How to find the center of rotation? (2D)

Question

First off, I'm assuming that a free floating polygon doesn't always rotate around its center of mass unless the net force is zero (based on the points below). If this isn't correct please tell me.

A pure force through the center of gravity (with no net torque) will purely translate a rigid body (any point on the body).

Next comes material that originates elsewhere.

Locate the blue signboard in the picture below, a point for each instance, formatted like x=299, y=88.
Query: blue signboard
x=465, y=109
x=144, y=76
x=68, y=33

A pure torque any point on the body (with no net force) will purely rotate a rigid body about its center of gravity

With that out of the way, how do I find the center of rotation for a polygon with center of mass $C$, force $F$, and the point where the force is applied $A$? Also, how much of the force translates to translational force and how much of it translates to rotational force? How do the forces add up when there's more than one?

Force on a polygon

Related question by OP: http://physics.stackexchange.com/q/216871/2451 — Qmechanic, Nov 07 '15 at 18:54
Note that for a moving body the instant center of rotation is always uniquely defined. See http://physics.stackexchange.com/a/215165/392 — John Alexiou, Nov 07 '15 at 23:00
@ja72 I have to ask this. I take it the definition of the instant center of rotation you mention is like here: https://en.wikipedia.org/wiki/Instant_centre_of_rotation. Is this something that is used in engineering? Personally I haven't seen it used in physics. The standard procedure I am familiar with uses the COM, for the reasons I outlined in my answer. So if the OP considers this problem in a physics context I would guess the COM approach would be preferred and expected. But if it is related to an engineering context, then expectations may differ. — udrv, Nov 08 '15 at 08:37
Yes, as the author of the section on the relative centers (https://en.wikipedia.org/wiki/Instant_centre_of_rotation#Relative_centre_of_rotation_for_two_contacting_planar_bodies) the obvious engineering use is to find the gear ratio of two contacting bodies. But, in physics the instant center of rotation must be important too as it reveals the geometry behind mechanics. — John Alexiou, Nov 08 '15 at 16:25
The geometry is indeed intuitive once you get a hang of it. Still can't recall seeing it applied in physics, although this may well be a limitation of my experience/interests. But then there's always something new to learn. Thanks for explaining it. — udrv, Nov 08 '15 at 20:08
I recently learned that this is rather more subtle than I had previously appreciated, see my answer below. — Kyle Oman, Apr 21 '16 at 07:34
Should the points mentioned by OP be centre of mass ? Because COM and Cg are not always the same — Habibullah Khan, Aug 10 '22 at 01:57

score 2 · Answer 1 · edited Apr 13 '17 at 12:39

2

There is a easy semi-geometrical way of finding the center of rotation due to a force.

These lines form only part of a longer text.